In synthetic biology we use promoters as parts and we can change it for another to achieve a better (or simply different) behavior. But to use them we need to know how it acts when there are proteins that are be able to bind with the promoter operators, such as repressors or activators. Then, according to the type of protein the system will change. Typically, promoter region is modeled as a logic gate. Then, if we are a promoter upstream a coding region and two repressors that functions, for example, as a NOR gate, namely, if one repressor concentration is high, protein concentration is low; only when there is no repressor there is protein.
A biochemical inverter is a DNA sequence with a promoter (site where RNA Polymerase is fixed) and a protein coding region (site that contains a sequence to transcribe to mRNA in order to product protein) and a repressor (or inductor). Promoter may be repressed or induced by a protein, namely, if a protein acts repressing the promoter active part (operator), RNA Polymerase can not be fixed and then protein is not formed. On the other hand, if protein acts inducing the promoter operator, RNA Polymerase can fix to DNA sequence. If there is not protein to induce, protein is not formed.

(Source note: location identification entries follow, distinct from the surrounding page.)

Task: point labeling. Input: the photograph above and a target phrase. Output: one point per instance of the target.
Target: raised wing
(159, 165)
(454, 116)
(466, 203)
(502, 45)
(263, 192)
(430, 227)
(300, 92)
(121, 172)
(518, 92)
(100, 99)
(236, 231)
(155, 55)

To continue with logical devices, we consider now a RS Latch implemented with NAND logic gates (or RS NAND Latch). We can also implement an analog circuit using NOR logic gates (RS NOR Latch) with the same disposition, but changing the logic gates. This is a circuit commonly used in electronics.
The oscillator, also called repressilator, is a device formed with three NOT logic gates in series. If we calculate the concentrations in midpoints, we can see that concentrations are periodic signals and there is a phase between successive stages. In fact, this system is now implemented in data bank of MIT parts. The reference is I5610.
Using the same approach than in repressilator to obtain an oscillatory circuit, but in this case to metabolic pathways, scientists from University of California - Los Angeles constructed the Metabolator. This circuit has an oscillatory dynamics profiting the path between the acetyl-CoA and the AcP - acetate equilibrium.
We can see an implementation of this system using AHL as inducer. Weiss' group in Princeton has developed a genetic circuit in order to detect an intermediate concentration level of a transcription factor (in that case AHL). We can obtain that behavior using two branches, one positive, and the other one, negative.